Шрифт:
Закладка:
«Щеголев этот тост за «нее» толкует, как тост за ту дворовую девушку-швею, которая привлекла к себе внимание Пущина».
…Доносится вопль из критической пустыни Вересаева…
«Вещь, совершенно немыслимая ни в психологическом, ни в бытовом отношении».
…Такому абсолютному утверждению нужны же какие-нибудь фактические подкрепления. Вересаев требует их от меня!..
«Хотя бы Щеголев обратил внимание на такую деталь: «попотчевали искрометным няню, а всех других хозяйскою наливкою». Пьют за нее шампанское, а самой ей наливают наливку! Тост совершенно невозможный, если мы реально представим себе Пушкина и крепостную девушку-швею за пяльцами».
…Нет, не могу дать подкрепления Вересаеву. Ничего невозможного, ничего странного в этой детали не вижу. Да, в барской комнате пьют господа шампанское, а в девичью, где среди швей сидит и она, посылают наливку. Ничего не поделаешь! Пушкин не пригласил ее к столу, а тост был за нее, за отсутствующую. Все между Пущиным и Пушкиным было понято без всяких слов. Хотя бы Вересаев обратил внимание на такую деталь: шампанское привез Пущин и захватил он в Острове всего три бутылки: две распили за обедом, одну за ужином. Хотя бы Вересаеву пришла на помощь «хорошая художественная выдумка», но и этого не случилось…
Итак, рассказ Пущина не дает оснований к заключению, что Пущин имел дело с первой живой брюхатой грамотой; становится легче, и, значит, Вересаев не лишил нас логической возможности думать, что Пущин в январе 1825 года видел ту девушку, которую через год Пушкин отослал беременной. Вопреки «чреватому» толкованию Вересаева мне именно кажется (увы! только кажется, а утверждать не смею!), что Пущин застал именно начальный момент любовного приключения, быть может, еще и не разрешенного физиологически.
VI
Но что же нам делать с этими давно известными сообщениями? Как нам вставить в биографию поэта этот крестьянский роман? Биографы и исследователи самым решительным образом обходили этот момент жизни Пушкина, просто отмахиваясь рукой… не то по чувству целомудрия, хотя бы и лицемерному, не то в силу досадливого и неприятного сознания социальной неправды. Впрочем, есть один писатель по пушкинским вопросам, так сказать, пушкинист-импрессионист, который вошел в пространный анализ этого романа и пришел к нелепым выводам: это — В. Ф. Ходасевич в его книге «Поэтическое хозяйство Пушкина». О его неосновательных соображениях я еще буду говорить дальше, а пока приведу лишь сделанную им общую характеристику пушкинского романа: «Можно предположить лишь то, что со стороны Пушкина было легкое увлечение с несомненной чувственной окраской — типичный роман молодого барина с пригожей крепостной девушкой. Вряд ли также будет ошибкою, если допустим, что роман носил некоторый отпечаток сельской идиллии, отчасти во вкусе XVIII столетия, и слегка походил на роман Алексея Ивановича Берестова с переодетой Лизой Муромской в «Барышне-крестьянке». Почти такую же оценку дает и другой писатель по пушкинским вопросам П. К. Губер: «Это был типический крепостной роман — связь молодого барина с крепостной девкой».
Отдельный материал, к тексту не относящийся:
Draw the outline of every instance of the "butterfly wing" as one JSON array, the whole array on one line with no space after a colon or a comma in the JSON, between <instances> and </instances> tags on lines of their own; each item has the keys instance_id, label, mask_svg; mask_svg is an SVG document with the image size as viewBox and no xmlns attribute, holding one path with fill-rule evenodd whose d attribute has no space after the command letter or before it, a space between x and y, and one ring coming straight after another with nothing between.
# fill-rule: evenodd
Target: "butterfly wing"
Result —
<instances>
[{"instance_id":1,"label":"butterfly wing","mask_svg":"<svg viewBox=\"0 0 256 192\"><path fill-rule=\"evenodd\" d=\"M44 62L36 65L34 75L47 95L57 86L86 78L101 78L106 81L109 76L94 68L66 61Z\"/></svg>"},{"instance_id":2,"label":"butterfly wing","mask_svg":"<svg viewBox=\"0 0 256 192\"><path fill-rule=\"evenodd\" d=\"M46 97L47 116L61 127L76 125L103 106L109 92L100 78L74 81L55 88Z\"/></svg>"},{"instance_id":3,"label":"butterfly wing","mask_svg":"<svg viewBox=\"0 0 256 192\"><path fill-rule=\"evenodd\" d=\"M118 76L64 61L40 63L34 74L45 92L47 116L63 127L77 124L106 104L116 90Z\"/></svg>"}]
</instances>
Я никак не могу согласиться с такой характеристикой. Если брат и интимные друзья Пушкина ни словом не обмолвились о крестьянском романе поэта, так только потому, что, коснея в своих классовых дворянских чувствах, они полагали пустяшной и не достойной даже мимолетного упоминания связь барина со своей крепостной и считали, что связь исчерпывается лишь моментом физиологическим и не дает оснований к надстройкам романтическим. А кроме того, сам Пушкин довольно тщательно укрывал от посторонних взоров эту любовную историю, да и в рукописях своих он оставил слишком мало высказываний, относящихся к этому моменту, но все же тем немногим, что он оставил, следует воспользоваться. Рассказать о жизненной правде в этом эпизоде для Пушкина было бы так же трудно, как писать мемуары. «Писать мемуары заманчиво и приятно. Никого так не любишь, как самого себя. Предмет неистощимый. Но трудно. Не лгать — можно; быть искренним — невозможность физическая. Перо иногда остановится, как с разбега перед пропастью, — на том, что посторонний прочел бы равнодушно».
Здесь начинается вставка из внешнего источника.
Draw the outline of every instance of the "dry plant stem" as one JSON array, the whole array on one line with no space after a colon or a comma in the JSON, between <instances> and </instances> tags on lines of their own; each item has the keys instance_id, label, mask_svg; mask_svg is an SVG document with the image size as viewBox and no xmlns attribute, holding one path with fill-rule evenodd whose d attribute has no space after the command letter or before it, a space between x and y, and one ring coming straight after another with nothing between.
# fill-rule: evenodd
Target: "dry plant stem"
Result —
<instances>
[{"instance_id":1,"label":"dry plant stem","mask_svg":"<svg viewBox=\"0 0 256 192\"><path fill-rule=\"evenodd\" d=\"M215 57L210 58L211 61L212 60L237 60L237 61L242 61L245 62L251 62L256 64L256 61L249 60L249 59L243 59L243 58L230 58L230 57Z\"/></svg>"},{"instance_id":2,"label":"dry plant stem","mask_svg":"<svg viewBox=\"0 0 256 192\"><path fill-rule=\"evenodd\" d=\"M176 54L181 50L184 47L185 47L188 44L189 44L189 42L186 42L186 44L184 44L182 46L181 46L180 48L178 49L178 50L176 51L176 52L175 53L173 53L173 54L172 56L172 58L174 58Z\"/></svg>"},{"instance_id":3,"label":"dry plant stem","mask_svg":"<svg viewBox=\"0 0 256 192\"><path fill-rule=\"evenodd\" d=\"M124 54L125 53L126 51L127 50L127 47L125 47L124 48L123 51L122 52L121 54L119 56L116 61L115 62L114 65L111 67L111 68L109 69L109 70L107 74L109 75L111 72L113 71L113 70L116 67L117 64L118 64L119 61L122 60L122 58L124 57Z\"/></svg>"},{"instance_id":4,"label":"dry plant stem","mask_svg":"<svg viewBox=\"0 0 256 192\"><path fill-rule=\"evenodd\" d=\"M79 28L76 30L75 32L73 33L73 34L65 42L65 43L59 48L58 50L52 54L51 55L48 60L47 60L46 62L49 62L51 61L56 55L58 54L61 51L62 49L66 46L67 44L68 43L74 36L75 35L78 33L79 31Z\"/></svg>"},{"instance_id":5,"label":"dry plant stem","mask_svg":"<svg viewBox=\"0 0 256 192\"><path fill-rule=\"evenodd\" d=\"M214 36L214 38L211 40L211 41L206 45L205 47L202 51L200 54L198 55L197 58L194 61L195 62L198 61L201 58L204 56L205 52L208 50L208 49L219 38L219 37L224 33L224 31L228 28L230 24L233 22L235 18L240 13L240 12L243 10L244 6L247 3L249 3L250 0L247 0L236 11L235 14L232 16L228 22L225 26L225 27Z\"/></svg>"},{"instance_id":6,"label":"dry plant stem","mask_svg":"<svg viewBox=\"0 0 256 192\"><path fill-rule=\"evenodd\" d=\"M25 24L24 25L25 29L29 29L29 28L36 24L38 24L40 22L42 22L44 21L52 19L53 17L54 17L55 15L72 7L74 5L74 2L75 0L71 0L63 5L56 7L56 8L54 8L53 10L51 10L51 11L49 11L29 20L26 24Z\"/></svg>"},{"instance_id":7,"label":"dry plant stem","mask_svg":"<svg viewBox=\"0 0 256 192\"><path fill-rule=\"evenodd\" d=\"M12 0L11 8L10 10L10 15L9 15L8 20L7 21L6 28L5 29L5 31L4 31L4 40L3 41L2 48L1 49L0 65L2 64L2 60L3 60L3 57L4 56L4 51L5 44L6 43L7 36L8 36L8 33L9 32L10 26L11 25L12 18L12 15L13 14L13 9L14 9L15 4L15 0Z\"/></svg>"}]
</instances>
Против легкого характера увлечения Пушкина говорит самая длительность связи. Начальный момент романа, по свидетельству Пущина, падает на январь 1825 года или даже на декабрь 1824 года, и только в мае следующего года Пушкин отпускает или отсылает девушку в период беременности, еще незаметной для окружающих. Из сообщения Вяземского можно заключить, что отец и семья, с которыми ехала девушка через Москву в Болдино, еще не знали о грехе дочери. Итак, год с лишком тянулась связь барина с крестьянкой, и никак нельзя характеризовать ее, как легкое увлечение. Для кого угодно, но не для Пушкина это увлечение могло быть легким. В поэзии Пушкина совесть говорила властным языком, и мотив раскаяния, покаяния часто звучал в его художественном творчестве. С необычайной силой запечатлен этот мотив в стихотворении «Когда для смертного умолкнет шумный день…»:
В то время для меня влачатся в тишине
Часы томительного бденья:
В бездействии ночном живей горят во мне
Змеи сердечной угрызенья.
Мечты кипят; в уме, подавленном тоской,
Теснится тяжких дум избыток;
Воспоминание безмолвно предо мной
Свой длинный развивает свиток: —
И, с отвращением читая жизнь мою,
Я трепещу и проклинаю
И горько жалуюсь, и горько слезы лью,
Но строк печальных не смываю.
А ведь это он, Пушкин, написал патетический протест против крепостной действительности!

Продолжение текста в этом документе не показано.